20minutes.fr, 20 août 2012
SUJET : Droit des marques
INTERVIEW – Olivier de Baecque, avocat spécialiste du droit des marques, explique pourquoi Unilever refuse de céder sa marque de thé Elephant aux repreneurs de l’usine Fralib…
Pour Unilever le débat est clos: il n’est pas question que le géant anglo-néerlandais des produits de grande consommation cède sa célèbre marque de thé Elephant, ni même qu’elle sous-traite une partie de sa production au site Fralib de Gemenos qui en assurait jusqu’à présent la fabrication.
Paul Polman, le PDG du groupe l’a clairement exprimé lundi dans une interview au Figaro. Une réponse sans ambiguïté au président de la République François Hollande qui avait demandé pendant la campagne électorale que la marque «puisse être cédée gratuitement». Pourquoi Unilever résiste-t-il et que peut faire le gouvernement? Le décryptage d’Olivier de Baecque, avocat associé en charge du département marque au sein du cabinet de Baecque.
A qui appartient une marque et comment peut-elle être cédée?
En France, une marque doit être déposée devant l’INPI et appartient à son titulaire à compter du dépôt. Elle peut aussi être déposée au niveau communautaire, pour que cette propriété soit établie dans toute l’Europe. Lors du redressement ou de la liquidation judiciaire d’une société, le repreneur peut racheter la marque. Encore faut-t-il que la société en difficulté soit titulaire de la marque. Dans les autres hypothèses, il faut l’accord du titulaire de la marque.
Alors pourquoi Unilever refuse-t-il de céder Elephant?

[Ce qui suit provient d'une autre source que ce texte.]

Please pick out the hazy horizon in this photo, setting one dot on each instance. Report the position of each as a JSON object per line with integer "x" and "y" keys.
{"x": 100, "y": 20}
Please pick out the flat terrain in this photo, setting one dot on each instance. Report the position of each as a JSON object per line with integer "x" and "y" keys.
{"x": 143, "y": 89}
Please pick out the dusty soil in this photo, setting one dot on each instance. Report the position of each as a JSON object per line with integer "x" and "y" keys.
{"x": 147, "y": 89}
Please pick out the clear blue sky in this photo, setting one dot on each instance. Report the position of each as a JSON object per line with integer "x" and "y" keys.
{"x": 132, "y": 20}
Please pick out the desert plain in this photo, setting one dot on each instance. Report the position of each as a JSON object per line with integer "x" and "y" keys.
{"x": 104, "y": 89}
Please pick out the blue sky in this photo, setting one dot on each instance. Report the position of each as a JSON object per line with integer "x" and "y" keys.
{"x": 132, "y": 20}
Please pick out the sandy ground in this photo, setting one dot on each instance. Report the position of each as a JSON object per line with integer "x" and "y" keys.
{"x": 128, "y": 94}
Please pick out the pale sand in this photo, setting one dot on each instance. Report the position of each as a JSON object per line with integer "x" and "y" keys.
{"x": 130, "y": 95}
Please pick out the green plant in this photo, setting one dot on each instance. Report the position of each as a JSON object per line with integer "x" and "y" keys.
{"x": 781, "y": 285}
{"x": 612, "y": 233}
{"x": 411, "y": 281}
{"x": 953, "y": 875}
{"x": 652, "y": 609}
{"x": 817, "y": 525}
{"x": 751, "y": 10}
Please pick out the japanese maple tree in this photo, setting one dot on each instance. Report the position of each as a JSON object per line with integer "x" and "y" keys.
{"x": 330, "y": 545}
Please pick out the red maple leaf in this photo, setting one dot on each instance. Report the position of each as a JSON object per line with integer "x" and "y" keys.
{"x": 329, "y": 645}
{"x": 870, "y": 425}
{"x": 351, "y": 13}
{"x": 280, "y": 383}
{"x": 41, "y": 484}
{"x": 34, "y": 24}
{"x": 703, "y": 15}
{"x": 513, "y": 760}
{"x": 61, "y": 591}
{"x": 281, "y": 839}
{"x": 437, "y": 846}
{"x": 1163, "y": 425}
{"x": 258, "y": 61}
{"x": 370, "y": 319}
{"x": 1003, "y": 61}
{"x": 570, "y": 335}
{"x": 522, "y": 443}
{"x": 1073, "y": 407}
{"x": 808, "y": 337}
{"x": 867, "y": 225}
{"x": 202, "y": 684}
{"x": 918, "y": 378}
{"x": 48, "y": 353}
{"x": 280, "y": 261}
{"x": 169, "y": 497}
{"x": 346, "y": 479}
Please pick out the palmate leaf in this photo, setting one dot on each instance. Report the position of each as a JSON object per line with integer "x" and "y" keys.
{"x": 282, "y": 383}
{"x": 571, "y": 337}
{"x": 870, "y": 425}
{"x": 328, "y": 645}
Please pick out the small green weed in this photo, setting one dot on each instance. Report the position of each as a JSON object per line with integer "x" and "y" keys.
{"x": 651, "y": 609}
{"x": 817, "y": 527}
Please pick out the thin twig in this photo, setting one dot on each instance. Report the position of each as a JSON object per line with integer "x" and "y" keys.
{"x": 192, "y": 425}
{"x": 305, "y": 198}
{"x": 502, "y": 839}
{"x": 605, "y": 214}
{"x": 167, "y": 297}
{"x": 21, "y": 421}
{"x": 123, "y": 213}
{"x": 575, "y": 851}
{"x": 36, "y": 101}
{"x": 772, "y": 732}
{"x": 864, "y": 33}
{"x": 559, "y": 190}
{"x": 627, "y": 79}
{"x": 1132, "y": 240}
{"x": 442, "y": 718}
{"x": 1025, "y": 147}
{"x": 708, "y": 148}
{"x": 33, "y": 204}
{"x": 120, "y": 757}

Théoriquement, on pourrait imaginer avoir une marque française Eléphant qui désigne du thé, appartenant à une société, et une marque étrangère Elephant qui désigne également du thé et qui appartienne à Unilever. Mais cela me paraît totalement inenvisageable dans la pratique: céder un actif aussi précieux serait se tirer une balle dans le pied pour un groupe à vocation mondiale comme Unilever. En effet, il est pour lui essentiel d’avoir une couverture complète pour ses marques, dans toute l’Europe et dans le monde.
Le gouvernement peut-il l’y contraindre, en adoptant notamment une nouvelle loi encadrant les fermetures d’usines?
En l’état du droit c’est impossible. Rédiger un texte en ce sens poserait des difficultés juridiques et factuelles considérables. Juridiques d’abord, parce que forcer une société à céder une marque reviendrait à une expropriation et que la Constitution française protège le droit de propriété. Des difficultés factuelles ensuite, parce que la marque peut appartenir à une société mère (étrangère ou non) et le fabricant-exploitant local serait alors un simple licencié.